For those currently in employer or union group coverage, understand how your retiree coverage coordinates with Medicare. Some employer plans serve as primary coverage, while others are secondary to Medicare. Verify whether dropping or changing your Medicare coverage would affect your employer coverage before making changes during the Annual Enrollment Period.
Getting Personalized Help with Plan Selection
You don't have to navigate the Annual Enrollment Period alone. Multiple free resources provide personalized assistance. State Health Insurance Assistance Programs (SHIP) offer the most valuable service—free, unbiased, one-on-one counseling from trained volunteers who help you compare plans based on your specific situation. SHIP counselors can walk you through the Plan Finder tool, explain plan differences, and help you understand complex coverage details. Find your local SHIP at shiphelp.org or by calling 1-800-MEDICARE (1-800-633-4227).
Medicare's national helpline, 1-800-MEDICARE, provides direct assistance from Medicare representatives who can help you compare plans, explain coverage rules, answer questions about the enrollment process, and help you enroll in new coverage over the phone if desired. The helpline operates 24 hours a day, seven days a week.
Many insurance agents are licensed to sell Medicare plans and can provide information about available options. However, remember that agents typically represent specific insurance companies and earn commissions on plans they sell, which may influence their recommendations. For truly unbiased assistance, use SHIP counselors or Medicare's own resources.
Some beneficiaries benefit from working with independent Medicare advisors who charge fees for their services but provide comprehensive plan analysis and ongoing support. These advisors don't receive insurance company commissions, which can provide more objective guidance, though you'll pay out-of-pocket for their services.
Many community organizations, senior centers, libraries, and Area Agencies on Aging host Medicare education events during the Annual Enrollment Period.
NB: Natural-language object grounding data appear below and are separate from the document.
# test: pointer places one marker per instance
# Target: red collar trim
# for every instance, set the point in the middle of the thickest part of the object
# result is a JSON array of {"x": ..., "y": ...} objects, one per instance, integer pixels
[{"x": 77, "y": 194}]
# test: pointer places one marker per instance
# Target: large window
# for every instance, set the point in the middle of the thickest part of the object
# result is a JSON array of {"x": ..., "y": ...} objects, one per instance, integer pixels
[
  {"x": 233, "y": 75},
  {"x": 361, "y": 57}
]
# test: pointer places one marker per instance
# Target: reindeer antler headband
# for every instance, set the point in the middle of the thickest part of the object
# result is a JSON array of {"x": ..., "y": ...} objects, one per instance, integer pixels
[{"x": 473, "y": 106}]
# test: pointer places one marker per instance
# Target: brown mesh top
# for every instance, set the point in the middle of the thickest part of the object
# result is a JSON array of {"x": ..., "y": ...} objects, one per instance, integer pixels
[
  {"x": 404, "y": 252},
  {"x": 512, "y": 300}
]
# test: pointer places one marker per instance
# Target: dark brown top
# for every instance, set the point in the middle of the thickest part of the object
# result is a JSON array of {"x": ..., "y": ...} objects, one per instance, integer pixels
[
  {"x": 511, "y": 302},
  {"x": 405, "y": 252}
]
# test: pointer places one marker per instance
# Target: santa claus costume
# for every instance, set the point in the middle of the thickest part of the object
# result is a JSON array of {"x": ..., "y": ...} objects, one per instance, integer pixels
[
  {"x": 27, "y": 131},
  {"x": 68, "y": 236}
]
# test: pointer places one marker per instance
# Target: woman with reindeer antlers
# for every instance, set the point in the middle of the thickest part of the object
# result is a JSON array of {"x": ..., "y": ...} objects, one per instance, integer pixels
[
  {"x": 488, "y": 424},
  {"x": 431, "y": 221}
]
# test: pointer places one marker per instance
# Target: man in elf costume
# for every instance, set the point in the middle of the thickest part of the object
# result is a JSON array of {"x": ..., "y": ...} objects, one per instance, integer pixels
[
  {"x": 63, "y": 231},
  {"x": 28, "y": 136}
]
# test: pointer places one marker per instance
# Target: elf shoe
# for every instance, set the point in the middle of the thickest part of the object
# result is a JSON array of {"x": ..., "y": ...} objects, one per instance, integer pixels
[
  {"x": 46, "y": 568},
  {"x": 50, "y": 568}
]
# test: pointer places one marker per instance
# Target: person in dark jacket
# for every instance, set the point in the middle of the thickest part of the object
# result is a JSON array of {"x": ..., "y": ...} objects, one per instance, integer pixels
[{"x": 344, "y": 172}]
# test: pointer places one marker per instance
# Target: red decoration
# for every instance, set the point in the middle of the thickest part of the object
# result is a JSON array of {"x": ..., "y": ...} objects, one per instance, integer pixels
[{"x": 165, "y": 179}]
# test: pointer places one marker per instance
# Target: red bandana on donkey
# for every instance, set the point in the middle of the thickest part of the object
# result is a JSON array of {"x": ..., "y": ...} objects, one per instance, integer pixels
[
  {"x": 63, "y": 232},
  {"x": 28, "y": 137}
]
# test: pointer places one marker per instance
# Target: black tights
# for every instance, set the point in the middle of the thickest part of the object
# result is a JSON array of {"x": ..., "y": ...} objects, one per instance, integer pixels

These free seminars provide overview information about plan options and can connect you with SHIP counselors for individual assistance.
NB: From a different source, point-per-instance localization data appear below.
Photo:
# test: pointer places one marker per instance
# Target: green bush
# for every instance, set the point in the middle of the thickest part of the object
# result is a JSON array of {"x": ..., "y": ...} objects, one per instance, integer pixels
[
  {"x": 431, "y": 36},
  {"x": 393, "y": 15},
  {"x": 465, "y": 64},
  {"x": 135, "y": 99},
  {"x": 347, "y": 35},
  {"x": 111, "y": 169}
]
After Enrollment: Confirming Your New Coverage
After you enroll in a new plan during the Annual Enrollment Period, confirm your enrollment was processed successfully. Your new plan should mail you a welcome packet and membership card by December 31, before your coverage begins January 1. If you don't receive these materials, contact the plan immediately to verify your enrollment.
During late December, contact your doctors' offices to provide your new insurance information. Schedule early January appointments for prescription refills or ongoing care to ensure smooth continuity. Keep your old insurance card accessible through December 31 in case you need care during the last days of December.
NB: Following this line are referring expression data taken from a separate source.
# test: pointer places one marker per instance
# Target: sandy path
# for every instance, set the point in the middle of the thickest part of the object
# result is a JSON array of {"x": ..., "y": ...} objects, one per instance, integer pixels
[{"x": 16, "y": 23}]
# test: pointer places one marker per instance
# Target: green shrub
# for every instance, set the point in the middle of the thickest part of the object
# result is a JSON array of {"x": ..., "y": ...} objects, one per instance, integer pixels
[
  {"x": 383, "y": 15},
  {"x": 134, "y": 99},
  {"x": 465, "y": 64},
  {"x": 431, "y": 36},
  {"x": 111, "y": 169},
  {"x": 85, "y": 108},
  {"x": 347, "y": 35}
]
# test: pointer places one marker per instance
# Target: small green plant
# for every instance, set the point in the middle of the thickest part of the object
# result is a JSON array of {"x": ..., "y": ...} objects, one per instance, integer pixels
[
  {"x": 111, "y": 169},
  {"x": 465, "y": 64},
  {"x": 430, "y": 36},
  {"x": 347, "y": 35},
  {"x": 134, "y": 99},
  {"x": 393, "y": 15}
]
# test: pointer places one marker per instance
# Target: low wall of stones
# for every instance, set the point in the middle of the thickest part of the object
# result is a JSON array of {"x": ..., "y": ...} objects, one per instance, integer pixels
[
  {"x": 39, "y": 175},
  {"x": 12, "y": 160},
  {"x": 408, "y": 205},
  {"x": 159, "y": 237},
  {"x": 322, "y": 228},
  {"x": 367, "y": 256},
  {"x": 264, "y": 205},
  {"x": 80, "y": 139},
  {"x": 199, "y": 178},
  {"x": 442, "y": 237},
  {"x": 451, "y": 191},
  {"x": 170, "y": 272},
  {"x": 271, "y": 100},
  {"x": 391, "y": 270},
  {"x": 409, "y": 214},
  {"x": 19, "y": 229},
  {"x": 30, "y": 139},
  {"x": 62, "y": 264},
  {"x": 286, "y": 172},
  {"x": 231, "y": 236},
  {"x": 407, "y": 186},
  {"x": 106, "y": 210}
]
If you're switching from a Medicare Advantage plan back to Original Medicare, consider whether you want to add a Medigap policy. You don't have guaranteed issue rights just because you're leaving Medicare Advantage (unless you're within your first 12 months on Medicare Advantage), so you may face medical underwriting. Apply for Medigap coverage during the Annual Enrollment Period so it's ready to begin January 1 when you return to Original Medicare.
The Annual Enrollment Period is your opportunity to take control of your Medicare coverage. By reviewing options carefully, comparing plans based on your current needs, using available resources and tools, and avoiding common mistakes, you can ensure you have the best possible coverage at the most affordable cost for the coming year. Make the most of this important enrollment window to secure healthcare coverage that truly serves your needs.